A China se define explicitamente como país em desenvolvimento e membro do Sul Global, “respirando o mesmo ar” que a América Latina, o Caribe e outros países do Sul.
A América Latina e o Caribe aparecem como parte essencial dessa estratégia. A região é descrita como força importante para a paz e a estabilidade mundiais, portadora de uma tradição de independência e de busca de caminhos próprios, e ator indispensável tanto na multipolarização quanto na nova fase da globalização. Não é uma periferia problemática: é tratada como parceira necessária no redesenho da ordem internacional.
Da amizade histórica à "comunidade de futuro compartilhado"
A segunda parte do texto reconstrói a trajetória recente da relação China–América Latina. Desde os primeiros contatos diplomáticos nos anos 1960, o foco foi a defesa mútua da soberania e da independência nacional. Em 2008, o primeiro documento oficial definiu uma “Parceria de Cooperação Abrangente”. Em 2014, a reunião de líderes em Brasília consolidou esse desenho. Em 2016, um segundo documento detalhou a ideia de uma “nova estrutura em quinteto” (five-in-one framework ou plano em cinco pilares) para o relacionamento.
Essa expressão, usada pela diplomacia chinesa a partir de 2016, refere-se ao modo como Pequim passou a organizar sua política para a América Latina após o Segundo Documento de Política para a América Latina e o Caribe, publicado naquele ano.
Agora, Pequim afirma que as relações entraram em uma nova fase, marcada por igualdade, benefícios mútuos, inovação, abertura e ganhos concretos para os povos. A expressão-chave é “comunidade de futuro compartilhado China–América Latina e Caribe”: parceria estratégica que vai além do comércio e se projeta sobre finanças, ciência e tecnologia, cultura, governança global, paz e segurança.

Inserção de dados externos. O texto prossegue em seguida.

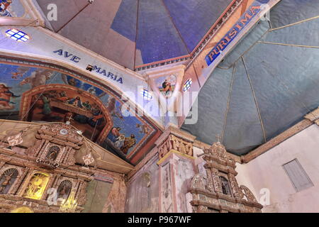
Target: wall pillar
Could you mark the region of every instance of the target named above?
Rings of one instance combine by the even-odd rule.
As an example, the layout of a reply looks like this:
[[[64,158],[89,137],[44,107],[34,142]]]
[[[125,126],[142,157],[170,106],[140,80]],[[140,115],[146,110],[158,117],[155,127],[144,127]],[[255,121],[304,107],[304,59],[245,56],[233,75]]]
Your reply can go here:
[[[195,175],[194,139],[194,136],[170,126],[155,143],[159,151],[160,212],[186,213],[192,210],[188,189]]]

Para a China, trata-se de mostrar que a cooperação Sul–Sul pode ser alternativa concreta ao padrão tradicional de relação Norte–Sul, baseado em assimetrias e condicionantes. Para nós, latino-americanos, o texto é um espelho incômodo: até que ponto temos um projeto próprio para aproveitar essa abertura, ou continuaremos atuando de forma fragmentada, país a país, reproduzindo velhas dependências?

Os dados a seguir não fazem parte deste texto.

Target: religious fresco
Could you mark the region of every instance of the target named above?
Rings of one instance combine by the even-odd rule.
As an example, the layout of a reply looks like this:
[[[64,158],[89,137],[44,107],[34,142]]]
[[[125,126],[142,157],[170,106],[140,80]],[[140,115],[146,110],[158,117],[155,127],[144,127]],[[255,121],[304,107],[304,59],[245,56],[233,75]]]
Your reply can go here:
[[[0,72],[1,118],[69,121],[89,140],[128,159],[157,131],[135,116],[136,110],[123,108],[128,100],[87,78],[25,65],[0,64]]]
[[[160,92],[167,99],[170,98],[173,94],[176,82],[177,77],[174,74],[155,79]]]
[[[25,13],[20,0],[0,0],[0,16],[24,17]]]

Os cinco programas: solidariedade, desenvolvimento, civilização, paz e povos
O coração político do documento é o chamado “Programa de Solidariedade”. Nele, a China reafirma que o princípio de Uma Só China – reconhecimento de que Taiwan é parte do território chinês – é a base das relações com a região, agradece o apoio da maioria dos países latino-americanos e caribenhos e promete reciprocidade em temas de soberania, segurança e integridade territorial. Ao mesmo tempo, propõe fortalecer mecanismos de diálogo intergovernamental, intercâmbio entre parlamentos, partidos e governos locais e coordenação em fóruns como ONU, G20, APEC, BRICS, FMI, Banco Mundial e OMC.
Há também apoio explícito à integração regional e à CELAC, com destaque para o Fórum China–CELAC, que Pequim vê como plataforma central para uma futura cúpula de líderes China–América Latina. Importante observar: a China afirma que suas relações com a região não se dirigem “contra nenhum terceiro” e que está disposta a desenvolver cooperações tripartites com outros países e organismos, desde que sob proposta e concordância dos governos latino-americanos. É um recado tanto a Washington quanto à União Europeia: a América Latina não precisa escolher um “lado”, mas pode se beneficiar de jogos de complementaridade, se tiver projeto próprio.
O “Programa de Desenvolvimento” é o mais denso. Ele combina a Iniciativa para o Desenvolvimento Global (IDG) com a expansão da Iniciativa Cinturão e Rota (BRI). Pequim convida mais países latino-americanos a aderir formalmente à Belt and Road, promete projetos “abertos, verdes e limpos” e insiste que a modernização chinesa será uma oportunidade compartilhada. O pacote inclui: expansão do comércio, inclusive de produtos de alto valor agregado; acordos de facilitação e eventual ampliação de acordos de livre-comércio; participação da região em uma série de feiras e exposições na China; e estímulo direto a investimentos chineses que gerem empregos locais e transfiram capacidade produtiva.
No plano financeiro, o documento aponta para uma mudança estrutural: reforço de fundos de cooperação já existentes, maior uso de moedas locais e do renminbi, estudos para sistemas de compensação e emissão de títulos em moeda chinesa, além de cooperação entre bancos centrais e reguladores. Em linguagem simples: trata-se de construir, pouco a pouco, um espaço de financiamento menos dependente do dólar e das instituições controladas pelo Ocidente.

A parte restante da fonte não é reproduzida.